Study Type: Retrospective cohort study
The use of antipsychotics during pregnancy has doubled over the past decade, and there have been ongoing concerns about the risk of congenital malformations. In the May issue of TCPR, we reviewed a pregnancy registry study showing no significant association between atypical antipsychotic use and major malformation (Cohen L et al, JAMA Psychiatry 2016;173:263–270). Another study was just published reinforcing those results by looking at a larger population.
Using national Medicaid data, researchers identified pregnant women who filled at least one antipsychotic prescription during their first trimester, the most critical time for fetal development. Out of over 1.3 million women between 12 and 55 years of age, 9,258 (0.69%) filled an atypical antipsychotic (eg, olanzapine) and 733 (0.05%) filled a typical antipsychotic (eg, haloperidol). The study outcomes were straightforward: risk of overall congenital and cardiac malformations identified within 90 days after delivery.
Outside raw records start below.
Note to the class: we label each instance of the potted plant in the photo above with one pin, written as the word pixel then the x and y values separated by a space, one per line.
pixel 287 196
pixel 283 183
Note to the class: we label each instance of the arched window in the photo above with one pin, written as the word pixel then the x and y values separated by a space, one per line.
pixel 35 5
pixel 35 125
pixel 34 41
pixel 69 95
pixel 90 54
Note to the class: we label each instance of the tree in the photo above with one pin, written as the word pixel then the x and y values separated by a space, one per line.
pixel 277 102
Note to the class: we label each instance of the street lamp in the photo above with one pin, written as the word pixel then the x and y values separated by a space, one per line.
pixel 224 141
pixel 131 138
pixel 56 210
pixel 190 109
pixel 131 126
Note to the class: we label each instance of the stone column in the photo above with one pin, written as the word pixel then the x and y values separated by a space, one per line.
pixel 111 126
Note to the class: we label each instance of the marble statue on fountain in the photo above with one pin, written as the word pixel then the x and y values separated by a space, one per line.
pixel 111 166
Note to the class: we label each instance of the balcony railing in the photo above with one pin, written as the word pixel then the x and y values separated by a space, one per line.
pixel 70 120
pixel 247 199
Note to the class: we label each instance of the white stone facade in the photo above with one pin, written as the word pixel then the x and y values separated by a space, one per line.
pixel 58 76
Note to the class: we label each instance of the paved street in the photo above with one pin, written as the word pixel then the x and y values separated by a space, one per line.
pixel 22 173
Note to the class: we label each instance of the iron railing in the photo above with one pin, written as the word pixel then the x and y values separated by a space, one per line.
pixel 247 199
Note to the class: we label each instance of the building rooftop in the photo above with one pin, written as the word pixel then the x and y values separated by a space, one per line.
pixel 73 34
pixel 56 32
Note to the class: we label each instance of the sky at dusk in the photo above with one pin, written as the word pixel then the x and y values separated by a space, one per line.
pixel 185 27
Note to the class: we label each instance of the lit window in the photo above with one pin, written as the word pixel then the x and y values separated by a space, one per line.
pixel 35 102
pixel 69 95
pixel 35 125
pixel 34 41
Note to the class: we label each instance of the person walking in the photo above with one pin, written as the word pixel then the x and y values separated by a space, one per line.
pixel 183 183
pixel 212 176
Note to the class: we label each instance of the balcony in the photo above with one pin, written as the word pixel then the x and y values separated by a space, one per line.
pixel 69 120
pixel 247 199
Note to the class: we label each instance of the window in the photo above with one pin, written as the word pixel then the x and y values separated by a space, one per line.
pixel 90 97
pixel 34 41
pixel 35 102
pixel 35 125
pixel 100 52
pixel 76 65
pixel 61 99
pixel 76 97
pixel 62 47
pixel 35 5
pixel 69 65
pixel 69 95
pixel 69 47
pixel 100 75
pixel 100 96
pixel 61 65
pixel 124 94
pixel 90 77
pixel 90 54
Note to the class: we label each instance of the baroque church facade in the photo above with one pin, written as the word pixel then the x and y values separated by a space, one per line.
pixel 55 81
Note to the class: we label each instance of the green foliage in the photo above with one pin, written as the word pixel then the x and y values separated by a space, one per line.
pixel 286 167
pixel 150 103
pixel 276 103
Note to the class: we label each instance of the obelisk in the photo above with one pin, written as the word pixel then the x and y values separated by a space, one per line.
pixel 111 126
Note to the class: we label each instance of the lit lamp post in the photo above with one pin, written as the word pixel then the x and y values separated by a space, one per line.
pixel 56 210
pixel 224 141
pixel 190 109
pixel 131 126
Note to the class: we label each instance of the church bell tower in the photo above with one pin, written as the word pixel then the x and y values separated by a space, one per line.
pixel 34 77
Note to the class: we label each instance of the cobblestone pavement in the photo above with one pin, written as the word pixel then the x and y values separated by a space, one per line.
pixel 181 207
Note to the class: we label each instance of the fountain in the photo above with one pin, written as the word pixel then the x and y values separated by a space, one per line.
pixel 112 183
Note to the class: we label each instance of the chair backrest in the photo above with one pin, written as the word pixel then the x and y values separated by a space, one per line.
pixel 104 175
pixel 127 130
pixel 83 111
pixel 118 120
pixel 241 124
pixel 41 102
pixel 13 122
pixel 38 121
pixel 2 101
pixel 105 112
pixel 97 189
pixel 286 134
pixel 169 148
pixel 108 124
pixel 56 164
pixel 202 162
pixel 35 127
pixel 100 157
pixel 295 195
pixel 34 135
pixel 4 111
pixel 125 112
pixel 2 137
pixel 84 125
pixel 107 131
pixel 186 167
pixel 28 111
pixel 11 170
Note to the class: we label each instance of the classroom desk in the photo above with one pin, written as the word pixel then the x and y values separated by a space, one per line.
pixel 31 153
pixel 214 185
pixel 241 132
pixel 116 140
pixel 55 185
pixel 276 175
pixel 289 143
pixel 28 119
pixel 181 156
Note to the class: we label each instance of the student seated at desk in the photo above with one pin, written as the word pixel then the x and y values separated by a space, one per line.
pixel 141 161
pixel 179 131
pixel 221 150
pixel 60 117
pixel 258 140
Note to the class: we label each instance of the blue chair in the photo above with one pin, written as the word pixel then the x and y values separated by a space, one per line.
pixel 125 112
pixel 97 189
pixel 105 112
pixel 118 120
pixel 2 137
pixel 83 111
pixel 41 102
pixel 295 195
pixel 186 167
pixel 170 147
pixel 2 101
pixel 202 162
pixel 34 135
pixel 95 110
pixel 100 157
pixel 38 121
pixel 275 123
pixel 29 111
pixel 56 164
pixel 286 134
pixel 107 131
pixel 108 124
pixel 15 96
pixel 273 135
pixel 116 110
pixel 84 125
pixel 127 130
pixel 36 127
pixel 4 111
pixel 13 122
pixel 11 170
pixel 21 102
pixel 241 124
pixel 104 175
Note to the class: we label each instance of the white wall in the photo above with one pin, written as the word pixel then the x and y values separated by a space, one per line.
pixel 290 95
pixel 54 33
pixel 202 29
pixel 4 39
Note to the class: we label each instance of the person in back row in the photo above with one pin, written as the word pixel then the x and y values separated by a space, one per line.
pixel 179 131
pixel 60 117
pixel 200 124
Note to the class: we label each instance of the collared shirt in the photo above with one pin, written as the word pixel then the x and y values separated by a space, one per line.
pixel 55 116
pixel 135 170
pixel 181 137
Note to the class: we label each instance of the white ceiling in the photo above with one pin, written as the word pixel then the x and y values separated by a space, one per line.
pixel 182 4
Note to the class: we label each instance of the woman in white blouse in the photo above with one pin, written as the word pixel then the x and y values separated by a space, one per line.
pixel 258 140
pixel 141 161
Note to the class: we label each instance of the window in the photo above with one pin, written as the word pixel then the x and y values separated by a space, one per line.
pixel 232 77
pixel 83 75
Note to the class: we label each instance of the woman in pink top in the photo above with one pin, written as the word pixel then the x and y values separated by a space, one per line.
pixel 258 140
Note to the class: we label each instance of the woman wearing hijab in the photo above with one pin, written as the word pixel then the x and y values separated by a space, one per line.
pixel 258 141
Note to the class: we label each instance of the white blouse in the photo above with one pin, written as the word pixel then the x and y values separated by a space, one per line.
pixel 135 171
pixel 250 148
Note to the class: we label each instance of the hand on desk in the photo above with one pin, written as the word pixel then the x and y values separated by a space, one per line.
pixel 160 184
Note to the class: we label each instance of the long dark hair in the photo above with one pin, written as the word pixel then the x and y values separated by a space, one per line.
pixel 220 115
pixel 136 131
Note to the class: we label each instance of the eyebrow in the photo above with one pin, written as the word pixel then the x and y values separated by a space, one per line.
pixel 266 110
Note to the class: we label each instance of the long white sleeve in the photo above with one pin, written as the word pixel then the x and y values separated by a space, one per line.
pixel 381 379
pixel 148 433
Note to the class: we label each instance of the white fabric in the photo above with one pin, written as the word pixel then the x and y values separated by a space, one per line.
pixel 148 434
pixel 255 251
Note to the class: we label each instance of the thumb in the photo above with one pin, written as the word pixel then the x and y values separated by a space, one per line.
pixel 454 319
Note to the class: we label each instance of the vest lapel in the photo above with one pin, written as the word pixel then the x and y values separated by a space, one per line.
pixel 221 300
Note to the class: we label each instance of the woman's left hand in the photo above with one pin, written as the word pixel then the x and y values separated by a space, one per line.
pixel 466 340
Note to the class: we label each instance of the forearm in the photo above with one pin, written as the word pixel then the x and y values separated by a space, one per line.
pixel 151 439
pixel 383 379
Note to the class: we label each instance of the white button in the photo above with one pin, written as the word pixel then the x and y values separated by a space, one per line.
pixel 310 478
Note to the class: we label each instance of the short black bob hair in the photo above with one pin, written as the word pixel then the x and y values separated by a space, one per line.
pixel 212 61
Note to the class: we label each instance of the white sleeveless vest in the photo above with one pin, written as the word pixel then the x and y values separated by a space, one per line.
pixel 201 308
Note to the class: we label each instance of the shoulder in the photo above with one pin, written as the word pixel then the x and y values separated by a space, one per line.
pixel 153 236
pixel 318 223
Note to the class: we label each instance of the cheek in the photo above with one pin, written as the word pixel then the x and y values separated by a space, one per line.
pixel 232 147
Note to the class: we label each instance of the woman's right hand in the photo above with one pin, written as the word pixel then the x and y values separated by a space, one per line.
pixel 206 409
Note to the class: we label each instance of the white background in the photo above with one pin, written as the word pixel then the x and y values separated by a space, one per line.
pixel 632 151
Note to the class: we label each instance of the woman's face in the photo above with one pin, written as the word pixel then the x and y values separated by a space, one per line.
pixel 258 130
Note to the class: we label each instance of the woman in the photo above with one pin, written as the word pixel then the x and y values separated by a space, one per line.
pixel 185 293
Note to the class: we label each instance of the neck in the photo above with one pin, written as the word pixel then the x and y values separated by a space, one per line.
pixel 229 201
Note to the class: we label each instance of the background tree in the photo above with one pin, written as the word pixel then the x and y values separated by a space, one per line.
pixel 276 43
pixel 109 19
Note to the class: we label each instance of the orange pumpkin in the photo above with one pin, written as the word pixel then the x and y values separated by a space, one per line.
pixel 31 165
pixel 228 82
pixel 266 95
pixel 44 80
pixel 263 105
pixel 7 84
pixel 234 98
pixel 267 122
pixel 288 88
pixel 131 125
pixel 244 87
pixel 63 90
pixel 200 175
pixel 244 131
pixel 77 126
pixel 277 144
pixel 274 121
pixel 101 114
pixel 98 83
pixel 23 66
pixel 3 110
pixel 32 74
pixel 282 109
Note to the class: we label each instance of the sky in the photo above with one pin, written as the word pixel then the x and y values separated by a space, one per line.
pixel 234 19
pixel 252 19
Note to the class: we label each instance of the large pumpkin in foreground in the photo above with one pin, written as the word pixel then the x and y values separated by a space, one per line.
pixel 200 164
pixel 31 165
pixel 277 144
Prior to adjusting for potential study confounders (eg, psychiatric and physical comorbidities), the risk of congenital malformations was higher in women treated with atypicals (44.5 per 1,000 births) and typicals (38.2 per 1,000 live births) compared to those not treated (32.7 per 1,000 live births). However, the women prescribed antipsychotics were older, had higher rates of psychiatric and medical comorbidities, and took more psychiatric and teratogenic medications. Once the researchers controlled for these factors, there were no significant differences between the groups in the rates of overall congenital nor cardiac malformations.
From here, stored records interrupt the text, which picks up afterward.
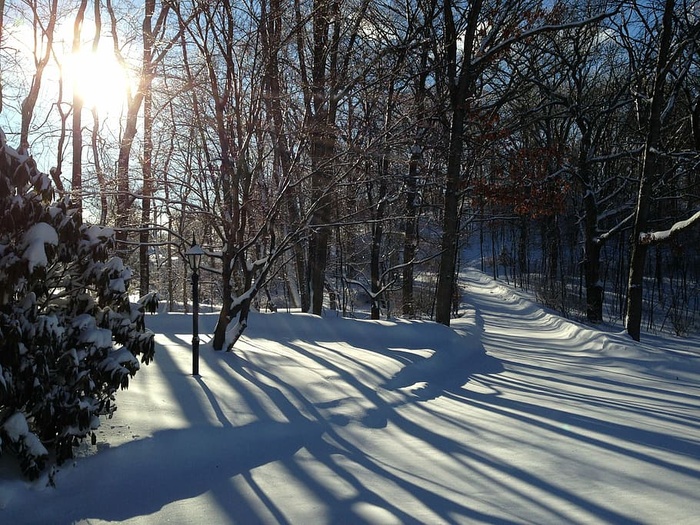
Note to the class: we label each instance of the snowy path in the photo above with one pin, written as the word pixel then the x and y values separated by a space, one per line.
pixel 512 416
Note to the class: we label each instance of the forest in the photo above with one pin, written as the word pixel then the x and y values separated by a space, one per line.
pixel 347 154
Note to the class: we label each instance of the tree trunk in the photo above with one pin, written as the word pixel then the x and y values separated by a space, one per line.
pixel 148 183
pixel 410 243
pixel 650 170
pixel 461 87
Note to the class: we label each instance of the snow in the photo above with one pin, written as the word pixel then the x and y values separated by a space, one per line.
pixel 660 236
pixel 34 242
pixel 512 415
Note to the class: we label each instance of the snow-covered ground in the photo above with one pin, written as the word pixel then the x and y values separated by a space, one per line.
pixel 512 415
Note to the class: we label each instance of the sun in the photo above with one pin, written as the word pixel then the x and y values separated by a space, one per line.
pixel 99 79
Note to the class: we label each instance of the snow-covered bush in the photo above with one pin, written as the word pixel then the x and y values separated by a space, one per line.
pixel 69 336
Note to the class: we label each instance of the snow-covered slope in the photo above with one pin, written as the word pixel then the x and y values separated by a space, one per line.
pixel 512 415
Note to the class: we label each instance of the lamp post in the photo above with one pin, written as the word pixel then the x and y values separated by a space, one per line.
pixel 194 258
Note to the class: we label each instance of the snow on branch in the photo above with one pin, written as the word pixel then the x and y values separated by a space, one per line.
pixel 660 236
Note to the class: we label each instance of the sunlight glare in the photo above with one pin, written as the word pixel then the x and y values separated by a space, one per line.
pixel 100 80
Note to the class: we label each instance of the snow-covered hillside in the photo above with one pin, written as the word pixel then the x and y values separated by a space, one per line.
pixel 513 415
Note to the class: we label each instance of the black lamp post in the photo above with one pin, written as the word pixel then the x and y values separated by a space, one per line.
pixel 194 258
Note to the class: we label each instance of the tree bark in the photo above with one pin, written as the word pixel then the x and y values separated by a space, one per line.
pixel 650 171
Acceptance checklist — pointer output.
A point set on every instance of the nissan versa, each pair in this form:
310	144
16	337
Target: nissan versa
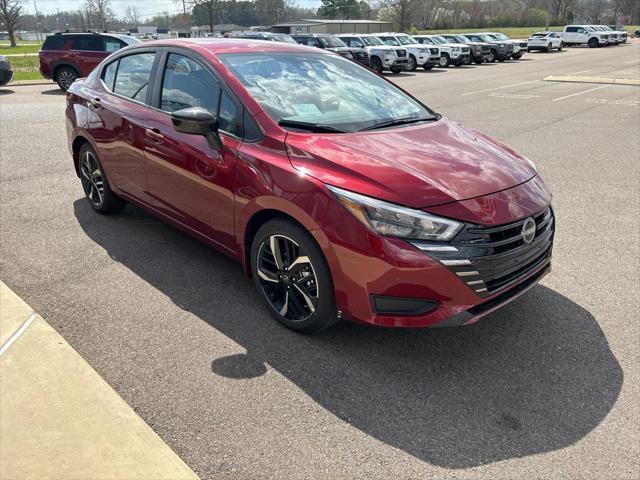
341	194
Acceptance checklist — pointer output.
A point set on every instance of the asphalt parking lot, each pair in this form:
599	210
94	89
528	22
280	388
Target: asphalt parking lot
547	387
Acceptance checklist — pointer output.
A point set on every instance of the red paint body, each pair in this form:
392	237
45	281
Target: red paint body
440	167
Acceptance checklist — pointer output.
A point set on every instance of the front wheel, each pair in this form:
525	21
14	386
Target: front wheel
65	78
95	184
292	277
413	63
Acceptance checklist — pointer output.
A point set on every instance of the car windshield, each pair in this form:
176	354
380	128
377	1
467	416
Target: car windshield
284	39
406	40
128	40
319	92
390	41
372	41
331	42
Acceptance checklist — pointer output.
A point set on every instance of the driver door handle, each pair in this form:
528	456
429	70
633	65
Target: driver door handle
154	135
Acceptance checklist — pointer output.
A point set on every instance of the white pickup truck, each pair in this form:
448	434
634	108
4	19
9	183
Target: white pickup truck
419	55
381	56
450	53
584	35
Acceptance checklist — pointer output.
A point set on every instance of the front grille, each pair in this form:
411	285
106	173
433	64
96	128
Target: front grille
489	259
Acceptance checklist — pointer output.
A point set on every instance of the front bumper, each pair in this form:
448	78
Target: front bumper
390	282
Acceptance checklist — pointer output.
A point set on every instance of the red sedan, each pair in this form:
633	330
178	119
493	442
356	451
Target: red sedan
339	193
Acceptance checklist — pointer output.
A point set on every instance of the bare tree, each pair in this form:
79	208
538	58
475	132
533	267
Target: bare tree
131	15
10	11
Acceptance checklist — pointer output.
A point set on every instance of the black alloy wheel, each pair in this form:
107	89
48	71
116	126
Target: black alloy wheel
290	272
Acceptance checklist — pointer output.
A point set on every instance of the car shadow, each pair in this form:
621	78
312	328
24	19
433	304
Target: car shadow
536	376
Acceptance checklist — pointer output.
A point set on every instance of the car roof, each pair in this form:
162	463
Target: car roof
231	45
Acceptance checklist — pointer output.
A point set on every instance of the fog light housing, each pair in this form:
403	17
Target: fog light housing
384	305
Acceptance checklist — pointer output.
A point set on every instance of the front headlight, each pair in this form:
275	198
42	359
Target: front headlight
393	220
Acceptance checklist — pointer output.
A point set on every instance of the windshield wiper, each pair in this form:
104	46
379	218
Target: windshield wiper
398	121
312	127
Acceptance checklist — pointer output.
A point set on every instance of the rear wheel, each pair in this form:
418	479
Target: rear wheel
95	184
65	77
292	277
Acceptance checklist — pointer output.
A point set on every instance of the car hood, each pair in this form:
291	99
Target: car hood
417	166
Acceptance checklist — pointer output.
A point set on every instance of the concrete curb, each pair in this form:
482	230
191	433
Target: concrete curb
60	419
24	83
605	80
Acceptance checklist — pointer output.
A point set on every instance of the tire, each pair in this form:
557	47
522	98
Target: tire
413	63
304	300
65	76
95	183
376	65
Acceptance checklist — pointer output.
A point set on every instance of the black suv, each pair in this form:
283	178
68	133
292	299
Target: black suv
67	56
334	44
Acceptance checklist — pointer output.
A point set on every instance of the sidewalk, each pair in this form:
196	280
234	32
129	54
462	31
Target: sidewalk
59	419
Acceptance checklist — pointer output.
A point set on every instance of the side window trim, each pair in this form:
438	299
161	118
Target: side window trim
152	81
158	80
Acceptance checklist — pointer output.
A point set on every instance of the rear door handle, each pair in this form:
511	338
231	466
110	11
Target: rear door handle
154	135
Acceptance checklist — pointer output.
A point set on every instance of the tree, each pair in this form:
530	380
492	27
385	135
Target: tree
131	15
10	11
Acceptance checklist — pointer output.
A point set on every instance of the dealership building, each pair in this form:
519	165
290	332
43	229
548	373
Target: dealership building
333	26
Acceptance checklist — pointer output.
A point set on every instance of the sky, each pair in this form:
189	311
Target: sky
147	8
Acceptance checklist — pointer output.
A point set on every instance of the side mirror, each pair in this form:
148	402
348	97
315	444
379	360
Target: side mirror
197	121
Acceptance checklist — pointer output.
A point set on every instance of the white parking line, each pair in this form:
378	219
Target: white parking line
499	88
512	95
580	93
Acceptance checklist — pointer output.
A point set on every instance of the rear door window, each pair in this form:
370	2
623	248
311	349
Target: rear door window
187	84
54	42
88	43
112	44
133	76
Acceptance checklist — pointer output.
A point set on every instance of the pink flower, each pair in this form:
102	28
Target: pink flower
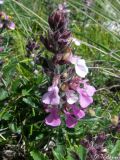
71	121
80	65
1	49
89	89
11	25
53	118
71	97
73	116
85	96
51	97
78	112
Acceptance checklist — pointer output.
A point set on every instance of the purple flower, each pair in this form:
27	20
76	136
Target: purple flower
10	25
85	94
80	66
53	118
84	99
89	89
5	21
71	121
73	116
51	97
71	97
1	49
1	1
78	112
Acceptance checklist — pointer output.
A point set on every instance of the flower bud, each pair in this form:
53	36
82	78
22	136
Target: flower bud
64	87
91	112
115	120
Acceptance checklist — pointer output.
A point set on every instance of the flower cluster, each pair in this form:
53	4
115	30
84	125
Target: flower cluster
5	21
1	1
70	93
One outlier, however, was risperidone. Risperidone had a 26% increased risk for causing both overall or cardiac malformations than no antipsychotic, but this increased risk was only statistically significant for overall malformations, not cardiac malformations.
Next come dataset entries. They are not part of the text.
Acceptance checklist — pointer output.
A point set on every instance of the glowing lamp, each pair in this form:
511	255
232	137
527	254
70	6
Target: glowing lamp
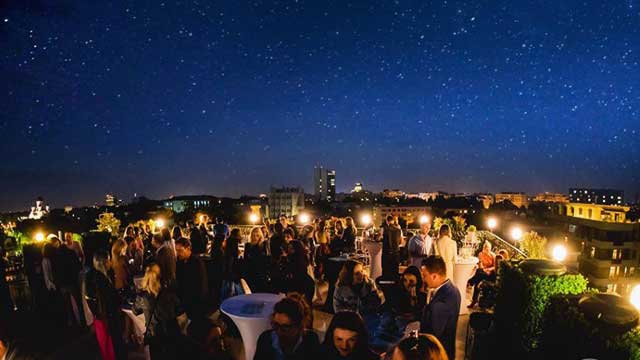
635	297
559	253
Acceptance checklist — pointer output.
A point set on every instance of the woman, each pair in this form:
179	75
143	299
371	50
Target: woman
349	235
163	315
447	248
296	277
104	302
418	347
119	264
347	338
256	261
231	285
404	306
355	291
337	244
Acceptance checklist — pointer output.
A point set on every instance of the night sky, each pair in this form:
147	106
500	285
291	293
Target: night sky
228	98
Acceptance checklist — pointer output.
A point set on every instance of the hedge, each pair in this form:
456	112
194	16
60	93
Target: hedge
522	301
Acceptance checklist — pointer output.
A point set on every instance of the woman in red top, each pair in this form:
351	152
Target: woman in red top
486	271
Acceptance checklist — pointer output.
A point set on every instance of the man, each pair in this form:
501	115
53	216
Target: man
421	245
391	238
191	280
440	315
288	339
486	271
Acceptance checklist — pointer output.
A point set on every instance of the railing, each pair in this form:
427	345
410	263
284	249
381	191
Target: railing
502	242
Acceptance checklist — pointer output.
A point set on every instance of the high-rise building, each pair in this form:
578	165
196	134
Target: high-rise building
517	199
285	201
324	183
596	196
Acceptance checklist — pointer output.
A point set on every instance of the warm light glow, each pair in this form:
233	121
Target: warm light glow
304	218
559	253
39	236
254	218
516	233
492	223
159	223
365	219
635	297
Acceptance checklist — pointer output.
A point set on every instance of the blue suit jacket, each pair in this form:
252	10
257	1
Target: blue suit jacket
440	317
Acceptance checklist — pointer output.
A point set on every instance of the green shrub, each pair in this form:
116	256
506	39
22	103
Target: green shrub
522	301
569	335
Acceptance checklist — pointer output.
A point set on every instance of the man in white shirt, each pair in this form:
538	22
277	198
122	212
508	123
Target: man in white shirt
420	246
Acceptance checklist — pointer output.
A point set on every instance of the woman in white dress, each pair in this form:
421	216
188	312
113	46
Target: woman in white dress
447	248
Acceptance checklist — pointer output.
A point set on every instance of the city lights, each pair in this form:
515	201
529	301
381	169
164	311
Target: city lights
635	297
254	218
492	223
516	233
559	253
304	218
39	236
159	223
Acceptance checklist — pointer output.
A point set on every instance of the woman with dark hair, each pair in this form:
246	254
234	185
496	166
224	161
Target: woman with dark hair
288	338
231	285
355	291
296	277
347	338
418	347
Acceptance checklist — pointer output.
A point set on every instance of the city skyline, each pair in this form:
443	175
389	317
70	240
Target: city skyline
227	98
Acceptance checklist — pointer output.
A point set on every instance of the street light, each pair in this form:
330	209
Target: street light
559	253
254	218
635	297
304	218
516	233
39	236
492	223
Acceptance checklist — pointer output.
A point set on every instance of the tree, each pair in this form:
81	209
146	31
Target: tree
108	222
534	245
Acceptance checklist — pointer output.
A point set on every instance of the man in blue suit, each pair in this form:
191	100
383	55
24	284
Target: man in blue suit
440	315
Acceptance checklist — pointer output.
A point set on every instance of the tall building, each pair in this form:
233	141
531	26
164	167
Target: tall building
551	197
517	199
285	201
596	196
324	183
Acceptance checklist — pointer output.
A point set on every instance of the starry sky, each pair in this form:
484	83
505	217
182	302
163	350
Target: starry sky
229	97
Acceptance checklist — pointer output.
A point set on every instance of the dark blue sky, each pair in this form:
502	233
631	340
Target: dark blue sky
230	97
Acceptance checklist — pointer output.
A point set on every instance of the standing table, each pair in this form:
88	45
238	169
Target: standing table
251	313
462	272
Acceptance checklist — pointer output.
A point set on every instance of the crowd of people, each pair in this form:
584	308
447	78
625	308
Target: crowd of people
179	277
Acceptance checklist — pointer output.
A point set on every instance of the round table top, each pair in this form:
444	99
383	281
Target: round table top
257	306
468	261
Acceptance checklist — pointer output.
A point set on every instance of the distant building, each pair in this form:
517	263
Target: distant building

A major strength of the article is the sample size, which is about 17 times the size of any previous study on the topic. It’s not clear what to make of the finding that risperidone may be the only teratogenic antipsychotic. More data should help clarify this issue.
Explain to patients that the baseline rate of malformations in all women (even those who are not taking any medication) is around 2%–4%, and that large studies have shown that antipsychotics are unlikely to increase the risk. For the time being, risperidone should be at the bottom of your list if an antipsychotic must be prescribed during pregnancy.